Research

Insight

From Engineering Evaluation to Independent Oversight

Modern AI agents plan, act, retry, and interact with live systems. As a result, assurance can no longer rely on point‑in‑time validation or benchmark performance alone.

Three colleagues smiling and chatting together in a studio setting.

Words by

How do financial institutions maintain effective challenge when decision‑making is delegated to probabilistic, adaptive agents operating at machine speed?

What Engineering Evals Solve

Recent advances in agent evaluation have significantly raised the technical bar. Modern frameworks typically include:

Task suites derived from real‑world failures and representative user journeys
Automated graders to assess outcomes at scale
Full transcripts capturing reasoning, tool calls, and intermediate actions
Quantitative metrics such as pass@k and pass^k to measure capability and consistency

These components are essential. They establish whether an agent can perform a task and provide the raw evidence needed for review. However, evaluation alone does not answer the governance question regulators and boards care about:

Should this agent be allowed to operate, at this level of autonomy, in this context, today?

That decision requires controls beyond engineering.

The Governance Gap

In high‑stakes domains such as financial services, risk management rests on separation of duties. The builder of a system cannot be its final judge.

Agent eval frameworks are typically owned by the same teams that design, prompt, and deploy the agent. Over time, this creates predictable blind spots.

Incentive Drift

Evaluation suites naturally converge on known strengths. Rare but severe failures are under‑represented, even as operational exposure grows.

Capability Masking

Metrics like pass@k demonstrate that a solution exists, but can hide dangerous side effects that occur during failed attempts before eventual success.

Correlated Judgement

When agents are evaluated by similar models, shared reasoning errors and confidence biases can go undetected, especially in multi‑agent systems.

Point‑in‑Time Assurance

Agents interact with changing environments. A test passed at deployment does not guarantee safe behaviour months later, after model updates or new user behaviours emerge.

These are not engineering failures. They are governance failures.

Primebase’s Research Thesis

Primebase is built on the premise that effective challenge must be continuous, independent, and operationalised at runtime, not inferred from static test results.

Our research focuses on three principles.

1. Independence by Design

Oversight must be structurally independent from agent builders. Validation logic, escalation thresholds, and risk interpretation cannot be owned by the same incentives driving delivery velocity. Primebase treats evaluation outputs as inputs, not decisions.
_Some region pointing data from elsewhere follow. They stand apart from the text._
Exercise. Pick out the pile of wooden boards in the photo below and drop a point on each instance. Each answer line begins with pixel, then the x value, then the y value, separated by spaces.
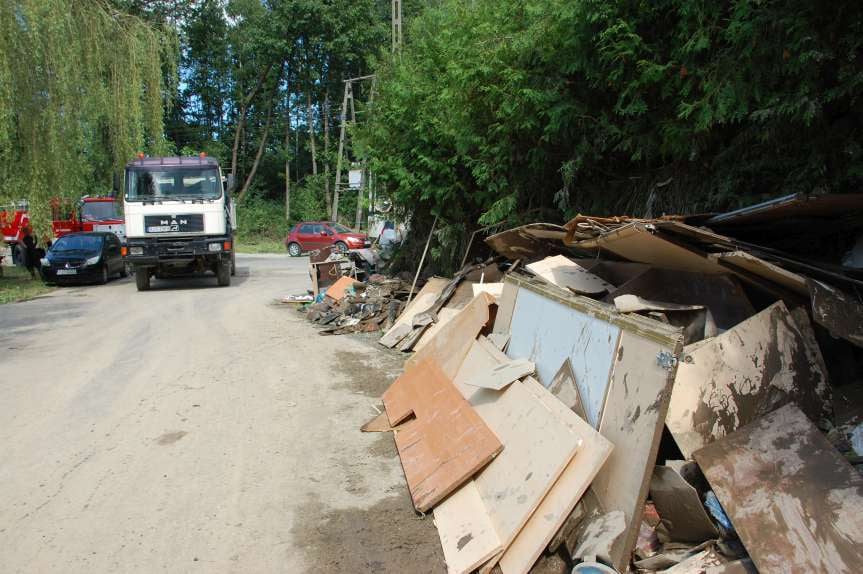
pixel 661 403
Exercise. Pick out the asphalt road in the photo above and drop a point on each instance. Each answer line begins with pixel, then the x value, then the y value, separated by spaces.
pixel 197 429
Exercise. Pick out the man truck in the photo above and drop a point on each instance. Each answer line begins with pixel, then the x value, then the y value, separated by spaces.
pixel 180 219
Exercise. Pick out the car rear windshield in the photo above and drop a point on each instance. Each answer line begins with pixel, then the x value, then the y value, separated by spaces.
pixel 78 243
pixel 173 183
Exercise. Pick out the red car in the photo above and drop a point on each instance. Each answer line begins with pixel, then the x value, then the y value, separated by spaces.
pixel 310 235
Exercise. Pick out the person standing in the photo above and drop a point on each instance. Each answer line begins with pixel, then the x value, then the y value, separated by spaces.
pixel 31 256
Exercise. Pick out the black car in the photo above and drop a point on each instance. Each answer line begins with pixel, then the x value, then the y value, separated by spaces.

2. Reliability Over Capability

Capability metrics show what an agent can do. Governance requires understanding how it fails.

Primebase research emphasises:

Severity‑weighted failure classification
Detectability and recoverability of errors
Bounded retries and irreversible action tracking

This reframes assurance from success rates to downside containment.

3. Oversight as a State, Not a Gate

For agentic systems, assurance decays over time.

Primebase defines oversight as a continuously maintained state, supported by:

Runtime observation of agent behaviour
Trigger‑based escalation when risk boundaries are approached
Periodic re‑validation driven by model changes, behavioural drift, and incident signals

From Evaluation to Decision

A core contribution of Primebase research is the distinction between measurement and judgement.

Engineering frameworks measure performance.

Governance frameworks decide:

Whether autonomy remains appropriate
Whether constraints must tighten or relax
When human intervention is required
What evidence demonstrates effective challenge

Primebase converts raw eval and runtime signals into defensible oversight decisions aligned with regulatory expectations such as effective challenge, proportionality and ongoing assurance.

Why This Matters Now

As agents gain broader action spaces and operate across customer journeys, risk is no longer concentrated in single model outputs. It emerges from interaction, retries, tool use, and coordination across systems.

Without independent, continuous oversight, strong benchmarks can coexist with fragile real‑world behaviour. Primebase exists to close that gap.

Ongoing Work

Our current research explores:

Governance patterns for multi‑agent systems
Runtime detection of autonomy drift
Mapping agent risk controls to supervisory framework
Evidence generation for second‑line and board assurance

We publish selectively and collaborate with practitioners who believe governance must evolve as fast as the systems it oversees.